ISO/IEC FCD 19774 — Humanoid animation (H-Anim)
5 Abstract data types
This clause describes the syntax and general semantics of data types used by H-Anim to define the properties of H-Anim objects.
Table 5.1 provides links to the major topics in this clause.
There are two general classes of data types: data types that contain an elemental value and fixed-length arrays of these and data types that contain an ordered list of elemental value data types.
Elemental value data types can specify real numbers, text strings, or H-Anim objects. When a fixed number of elemental value data types are needed, an array of elemental value data types may be specified in the form:
DataTypeName[array_size]
Each of the allowed elemental data types are specified below.
Ordered list data types are specified in the form:
sequence<DataTypeName>
where DataTypeName is the name of an elemental value data type. Sequences of elemental value data types may be sequences of elemental value array data types. Such an ordered list may be empty indicating zero values in the ordered list.
The float data type specifies one single-precision floating point value.
Implementation of this data type is targeted at the single precision floating point capabilities of processors. However, it is allowable to implement this data type using fixed point numbering provided at least six decimal digits of precision are maintained and that exponents have range of at least [-12, 12] for both positive and negative numbers.
The int data type specifies one integer value supporting at least the range [-2147483647, 2147483647].
The Object data type is a private data type that specifies the representation of one H-Anim object. The exact form of the representation of an instance of Object is specified by the binding of this International Standard to a presentation system.
The string data type represents text strings encoded with the UTF-8 universal character set (see 2.[I16046-1]). Instances of the string data type are specified as a sequence of UTF-8 octets.
Any characters (including linefeeds and '#') may appear within the string.

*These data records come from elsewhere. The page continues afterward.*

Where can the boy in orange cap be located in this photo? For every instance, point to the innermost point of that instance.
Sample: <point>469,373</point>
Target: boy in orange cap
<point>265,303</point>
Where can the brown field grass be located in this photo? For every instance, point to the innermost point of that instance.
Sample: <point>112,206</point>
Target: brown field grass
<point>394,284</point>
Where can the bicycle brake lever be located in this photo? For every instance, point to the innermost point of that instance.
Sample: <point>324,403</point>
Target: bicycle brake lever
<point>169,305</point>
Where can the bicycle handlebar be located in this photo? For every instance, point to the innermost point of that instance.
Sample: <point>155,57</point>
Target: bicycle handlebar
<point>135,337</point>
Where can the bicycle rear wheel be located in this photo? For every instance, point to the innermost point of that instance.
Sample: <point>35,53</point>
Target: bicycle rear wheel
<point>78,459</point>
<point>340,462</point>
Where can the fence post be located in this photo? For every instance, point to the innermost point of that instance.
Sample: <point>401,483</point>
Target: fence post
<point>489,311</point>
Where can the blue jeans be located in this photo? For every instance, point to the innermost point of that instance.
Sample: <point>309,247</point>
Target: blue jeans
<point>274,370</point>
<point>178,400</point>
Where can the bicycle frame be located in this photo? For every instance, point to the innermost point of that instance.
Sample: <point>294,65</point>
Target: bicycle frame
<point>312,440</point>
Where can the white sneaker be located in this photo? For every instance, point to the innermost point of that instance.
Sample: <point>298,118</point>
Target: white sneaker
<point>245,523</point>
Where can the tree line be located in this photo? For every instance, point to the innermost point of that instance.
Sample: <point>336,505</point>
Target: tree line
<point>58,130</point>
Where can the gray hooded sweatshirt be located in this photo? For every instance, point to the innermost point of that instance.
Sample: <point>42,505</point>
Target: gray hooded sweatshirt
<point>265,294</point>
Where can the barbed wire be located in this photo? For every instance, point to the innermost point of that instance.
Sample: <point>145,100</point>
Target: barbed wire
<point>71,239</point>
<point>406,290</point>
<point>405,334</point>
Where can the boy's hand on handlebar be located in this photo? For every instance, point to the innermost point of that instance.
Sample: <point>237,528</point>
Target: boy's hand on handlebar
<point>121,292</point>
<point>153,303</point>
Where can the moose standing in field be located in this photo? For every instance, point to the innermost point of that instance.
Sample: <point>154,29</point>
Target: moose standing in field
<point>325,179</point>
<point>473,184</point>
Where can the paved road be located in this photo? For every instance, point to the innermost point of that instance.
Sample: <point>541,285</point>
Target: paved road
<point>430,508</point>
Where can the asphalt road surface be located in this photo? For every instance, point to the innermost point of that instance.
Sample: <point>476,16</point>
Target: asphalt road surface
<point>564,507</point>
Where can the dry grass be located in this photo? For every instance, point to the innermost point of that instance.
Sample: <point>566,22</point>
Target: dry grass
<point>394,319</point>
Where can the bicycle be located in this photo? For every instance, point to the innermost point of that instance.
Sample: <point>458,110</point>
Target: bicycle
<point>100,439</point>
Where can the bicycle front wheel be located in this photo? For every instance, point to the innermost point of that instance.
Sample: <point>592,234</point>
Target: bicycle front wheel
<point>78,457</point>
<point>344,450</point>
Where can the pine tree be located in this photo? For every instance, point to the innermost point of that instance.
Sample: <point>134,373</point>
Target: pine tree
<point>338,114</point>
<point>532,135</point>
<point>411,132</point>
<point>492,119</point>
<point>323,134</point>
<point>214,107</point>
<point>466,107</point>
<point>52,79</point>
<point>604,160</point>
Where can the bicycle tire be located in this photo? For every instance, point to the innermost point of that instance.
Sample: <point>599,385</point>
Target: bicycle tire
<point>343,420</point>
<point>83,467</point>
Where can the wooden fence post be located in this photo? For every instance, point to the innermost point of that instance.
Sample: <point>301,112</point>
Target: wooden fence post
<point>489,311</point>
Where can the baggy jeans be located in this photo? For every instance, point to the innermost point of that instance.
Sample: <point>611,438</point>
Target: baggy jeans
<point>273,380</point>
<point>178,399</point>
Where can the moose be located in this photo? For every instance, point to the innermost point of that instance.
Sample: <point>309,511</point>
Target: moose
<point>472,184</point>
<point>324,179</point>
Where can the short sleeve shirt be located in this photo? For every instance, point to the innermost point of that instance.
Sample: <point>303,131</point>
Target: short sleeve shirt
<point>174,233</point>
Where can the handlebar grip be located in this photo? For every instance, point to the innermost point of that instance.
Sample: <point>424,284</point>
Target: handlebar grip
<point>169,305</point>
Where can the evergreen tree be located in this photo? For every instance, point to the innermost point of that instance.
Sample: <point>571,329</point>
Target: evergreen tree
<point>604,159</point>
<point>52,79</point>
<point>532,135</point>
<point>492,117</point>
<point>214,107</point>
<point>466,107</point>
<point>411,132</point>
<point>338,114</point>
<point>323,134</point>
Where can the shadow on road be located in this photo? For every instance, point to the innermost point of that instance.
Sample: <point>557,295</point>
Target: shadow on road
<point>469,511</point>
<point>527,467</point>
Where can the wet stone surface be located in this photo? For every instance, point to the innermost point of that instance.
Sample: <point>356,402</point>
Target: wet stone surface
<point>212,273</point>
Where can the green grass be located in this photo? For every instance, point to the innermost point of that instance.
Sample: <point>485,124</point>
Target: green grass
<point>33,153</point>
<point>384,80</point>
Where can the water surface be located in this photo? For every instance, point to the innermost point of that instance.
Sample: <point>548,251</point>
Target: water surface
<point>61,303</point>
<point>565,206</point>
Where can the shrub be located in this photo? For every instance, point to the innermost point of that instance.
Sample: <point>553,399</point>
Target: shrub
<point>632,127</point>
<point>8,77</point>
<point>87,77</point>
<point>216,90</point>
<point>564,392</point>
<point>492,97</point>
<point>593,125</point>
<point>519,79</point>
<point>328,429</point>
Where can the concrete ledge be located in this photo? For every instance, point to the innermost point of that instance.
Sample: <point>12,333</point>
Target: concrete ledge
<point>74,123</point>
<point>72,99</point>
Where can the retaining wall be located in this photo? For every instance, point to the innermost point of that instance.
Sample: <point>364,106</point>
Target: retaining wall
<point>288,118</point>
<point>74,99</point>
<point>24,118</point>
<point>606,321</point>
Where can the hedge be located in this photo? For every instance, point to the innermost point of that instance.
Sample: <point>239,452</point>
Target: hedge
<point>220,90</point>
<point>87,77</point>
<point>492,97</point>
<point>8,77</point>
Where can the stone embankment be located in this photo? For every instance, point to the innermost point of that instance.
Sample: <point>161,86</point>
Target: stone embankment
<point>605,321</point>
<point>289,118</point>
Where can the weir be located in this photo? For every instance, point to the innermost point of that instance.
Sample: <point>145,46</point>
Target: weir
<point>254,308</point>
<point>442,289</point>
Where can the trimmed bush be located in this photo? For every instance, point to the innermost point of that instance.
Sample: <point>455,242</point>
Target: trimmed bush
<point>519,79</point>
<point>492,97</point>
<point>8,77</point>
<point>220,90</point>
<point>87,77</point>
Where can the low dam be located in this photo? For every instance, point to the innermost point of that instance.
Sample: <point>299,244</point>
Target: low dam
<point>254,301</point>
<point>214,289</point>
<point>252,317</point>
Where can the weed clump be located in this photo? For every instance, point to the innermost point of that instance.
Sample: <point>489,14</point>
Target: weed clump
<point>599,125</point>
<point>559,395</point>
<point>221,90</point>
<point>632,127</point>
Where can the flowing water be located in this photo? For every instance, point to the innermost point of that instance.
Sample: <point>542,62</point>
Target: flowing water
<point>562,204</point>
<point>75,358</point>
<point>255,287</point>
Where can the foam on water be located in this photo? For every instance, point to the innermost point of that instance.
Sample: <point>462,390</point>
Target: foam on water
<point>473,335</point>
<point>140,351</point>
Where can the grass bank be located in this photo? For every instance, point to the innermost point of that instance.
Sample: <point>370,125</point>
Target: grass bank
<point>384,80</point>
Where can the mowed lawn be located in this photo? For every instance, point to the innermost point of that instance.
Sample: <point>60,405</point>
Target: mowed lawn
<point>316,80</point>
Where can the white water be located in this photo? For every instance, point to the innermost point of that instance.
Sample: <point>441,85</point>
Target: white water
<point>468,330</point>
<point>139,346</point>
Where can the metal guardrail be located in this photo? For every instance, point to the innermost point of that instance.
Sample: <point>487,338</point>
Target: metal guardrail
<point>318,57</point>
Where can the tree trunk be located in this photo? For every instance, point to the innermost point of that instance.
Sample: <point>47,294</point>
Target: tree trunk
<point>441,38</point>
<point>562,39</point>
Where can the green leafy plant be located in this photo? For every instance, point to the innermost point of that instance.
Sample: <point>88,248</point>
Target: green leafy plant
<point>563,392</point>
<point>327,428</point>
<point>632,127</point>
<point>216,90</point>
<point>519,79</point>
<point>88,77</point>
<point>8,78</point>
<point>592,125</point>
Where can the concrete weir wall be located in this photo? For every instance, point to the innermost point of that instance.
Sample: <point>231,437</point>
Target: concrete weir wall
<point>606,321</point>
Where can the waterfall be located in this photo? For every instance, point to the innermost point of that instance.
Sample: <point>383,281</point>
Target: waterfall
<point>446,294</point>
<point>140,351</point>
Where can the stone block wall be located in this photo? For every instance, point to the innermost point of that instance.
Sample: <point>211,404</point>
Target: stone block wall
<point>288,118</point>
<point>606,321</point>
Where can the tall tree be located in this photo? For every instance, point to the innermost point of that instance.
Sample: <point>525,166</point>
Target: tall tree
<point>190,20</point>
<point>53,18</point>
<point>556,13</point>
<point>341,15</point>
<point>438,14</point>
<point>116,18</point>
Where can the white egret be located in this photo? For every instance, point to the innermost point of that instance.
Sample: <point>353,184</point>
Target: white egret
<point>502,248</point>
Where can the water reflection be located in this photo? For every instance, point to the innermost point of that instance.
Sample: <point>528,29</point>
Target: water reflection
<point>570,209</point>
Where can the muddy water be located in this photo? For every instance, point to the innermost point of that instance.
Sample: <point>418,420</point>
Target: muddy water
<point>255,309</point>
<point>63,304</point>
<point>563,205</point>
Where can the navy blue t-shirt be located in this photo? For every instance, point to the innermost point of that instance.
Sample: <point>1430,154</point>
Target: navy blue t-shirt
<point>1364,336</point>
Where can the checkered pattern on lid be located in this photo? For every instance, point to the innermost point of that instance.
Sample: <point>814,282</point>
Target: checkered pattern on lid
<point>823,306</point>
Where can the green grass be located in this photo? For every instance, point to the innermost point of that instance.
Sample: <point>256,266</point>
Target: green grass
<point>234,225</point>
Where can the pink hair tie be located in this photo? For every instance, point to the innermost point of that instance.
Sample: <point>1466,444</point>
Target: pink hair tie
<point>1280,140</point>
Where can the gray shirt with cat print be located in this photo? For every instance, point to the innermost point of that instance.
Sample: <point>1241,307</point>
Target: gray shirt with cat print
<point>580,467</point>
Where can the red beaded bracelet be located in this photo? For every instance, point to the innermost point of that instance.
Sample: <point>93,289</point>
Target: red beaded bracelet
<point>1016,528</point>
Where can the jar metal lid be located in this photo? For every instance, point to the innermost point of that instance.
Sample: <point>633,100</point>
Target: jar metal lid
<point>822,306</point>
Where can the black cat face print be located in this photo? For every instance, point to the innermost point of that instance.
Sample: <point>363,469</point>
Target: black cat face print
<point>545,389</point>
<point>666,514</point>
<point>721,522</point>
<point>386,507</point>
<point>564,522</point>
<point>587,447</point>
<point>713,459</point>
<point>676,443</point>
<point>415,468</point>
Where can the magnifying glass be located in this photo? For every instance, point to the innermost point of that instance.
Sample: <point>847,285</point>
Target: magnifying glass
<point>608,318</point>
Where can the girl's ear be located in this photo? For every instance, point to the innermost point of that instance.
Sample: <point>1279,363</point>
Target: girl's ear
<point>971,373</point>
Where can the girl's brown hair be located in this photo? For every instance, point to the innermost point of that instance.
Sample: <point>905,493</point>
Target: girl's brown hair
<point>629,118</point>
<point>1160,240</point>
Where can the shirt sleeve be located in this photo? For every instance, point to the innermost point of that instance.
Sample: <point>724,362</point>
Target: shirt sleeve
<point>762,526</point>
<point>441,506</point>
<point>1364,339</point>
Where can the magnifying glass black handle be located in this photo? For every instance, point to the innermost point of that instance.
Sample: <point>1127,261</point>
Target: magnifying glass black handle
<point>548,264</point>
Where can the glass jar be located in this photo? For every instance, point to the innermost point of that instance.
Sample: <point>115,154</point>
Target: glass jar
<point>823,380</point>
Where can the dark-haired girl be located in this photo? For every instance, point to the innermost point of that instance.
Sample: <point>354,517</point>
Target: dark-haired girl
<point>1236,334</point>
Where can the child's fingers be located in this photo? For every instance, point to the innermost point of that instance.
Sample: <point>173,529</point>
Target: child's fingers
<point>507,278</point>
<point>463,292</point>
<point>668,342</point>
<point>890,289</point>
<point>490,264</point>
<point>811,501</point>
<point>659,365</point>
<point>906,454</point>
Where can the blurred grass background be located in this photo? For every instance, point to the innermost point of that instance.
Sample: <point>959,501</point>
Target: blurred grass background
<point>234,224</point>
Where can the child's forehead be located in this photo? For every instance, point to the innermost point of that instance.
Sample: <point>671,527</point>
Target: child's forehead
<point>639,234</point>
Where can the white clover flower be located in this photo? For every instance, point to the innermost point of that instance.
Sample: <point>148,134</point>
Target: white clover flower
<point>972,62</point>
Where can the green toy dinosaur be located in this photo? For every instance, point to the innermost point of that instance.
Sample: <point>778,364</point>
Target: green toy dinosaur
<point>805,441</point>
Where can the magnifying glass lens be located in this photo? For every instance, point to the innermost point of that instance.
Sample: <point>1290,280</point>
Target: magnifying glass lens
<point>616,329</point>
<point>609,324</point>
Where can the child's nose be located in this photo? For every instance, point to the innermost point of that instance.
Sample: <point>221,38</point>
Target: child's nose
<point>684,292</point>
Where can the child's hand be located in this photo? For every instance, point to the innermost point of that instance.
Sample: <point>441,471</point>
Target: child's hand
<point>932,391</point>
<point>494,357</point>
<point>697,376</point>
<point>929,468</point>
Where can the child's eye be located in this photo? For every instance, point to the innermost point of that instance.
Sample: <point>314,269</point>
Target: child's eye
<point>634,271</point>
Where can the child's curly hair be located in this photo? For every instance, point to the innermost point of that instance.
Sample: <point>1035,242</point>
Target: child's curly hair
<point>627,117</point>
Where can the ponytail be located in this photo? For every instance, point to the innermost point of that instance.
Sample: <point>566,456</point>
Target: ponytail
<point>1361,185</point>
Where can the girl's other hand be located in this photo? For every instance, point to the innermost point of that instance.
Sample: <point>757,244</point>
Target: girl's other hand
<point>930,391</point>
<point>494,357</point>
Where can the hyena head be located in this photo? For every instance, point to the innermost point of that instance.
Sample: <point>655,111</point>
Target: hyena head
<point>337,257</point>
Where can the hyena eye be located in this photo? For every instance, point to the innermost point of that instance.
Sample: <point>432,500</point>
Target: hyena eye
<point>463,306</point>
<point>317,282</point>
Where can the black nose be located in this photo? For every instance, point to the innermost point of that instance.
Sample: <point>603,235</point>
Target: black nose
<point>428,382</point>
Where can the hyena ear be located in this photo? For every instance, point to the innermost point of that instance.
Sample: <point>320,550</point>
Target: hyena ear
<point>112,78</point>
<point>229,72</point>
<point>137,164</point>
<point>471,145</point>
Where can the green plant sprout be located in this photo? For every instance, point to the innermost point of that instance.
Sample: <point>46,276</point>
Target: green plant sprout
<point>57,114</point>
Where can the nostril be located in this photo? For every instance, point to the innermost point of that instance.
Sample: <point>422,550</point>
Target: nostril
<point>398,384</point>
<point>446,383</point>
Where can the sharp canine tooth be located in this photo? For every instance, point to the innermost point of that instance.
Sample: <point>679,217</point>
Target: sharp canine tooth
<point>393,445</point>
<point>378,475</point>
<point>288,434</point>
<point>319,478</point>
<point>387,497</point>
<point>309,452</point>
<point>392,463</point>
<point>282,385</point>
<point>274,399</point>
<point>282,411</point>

Characters in 2.[I10646-1] are encoded in multiple octets. Code space is divided into four units, as follows:
+-------------+-------------+-----------+------------+ | Group-octet | Plane-octet | Row-octet | Cell-octet | +-------------+-------------+-----------+------------+
2.[I10646-1] allows two basic forms for characters:
In addition, two transformation formats (UCS Transformation Format or UTF) are accepted: UTF-8 and UTF-16. Each represents the nature of the transformation: 8-bit or 16-bit. UTF-8 and UTF-16 are referenced in 2.[I10646-1].
UTF-8 maintains transparency for all ASCII code values (0...127). It allows ASCII text (0x0..0x7F) to appear without any changes and encodes all characters from 0x80.. 0x7FFFFFFF into a series of six or fewer bytes.
If the most significant bit of the first character is 0, the remaining seven bits are interpreted as an ASCII character. Otherwise, the number of leading 1 bits indicates the number of bytes following. There is always a zero bit between the count bits and any data.
The first byte is one of the following. The X indicates bits available to encode the character:
0XXXXXXX only one byte 0..0x7F (ASCII) 110XXXXX two bytes Maximum character value is 0x7FF 1110XXXX three bytes Maximum character value is 0xFFFF 11110XXX four bytes Maximum character value is 0x1FFFFF 111110XX five bytes Maximum character value is 0x3FFFFFF 1111110X six bytes Maximum character value is 0x7FFFFFFF
All following bytes have the format 10XXXXXX.
As a two byte example, the symbol for a registered trade mark ®, encoded as 0x00AE in UCS-2 of ISO 10646-1, has the following two byte encoding in UTF-8: 0xC2, 0xAE.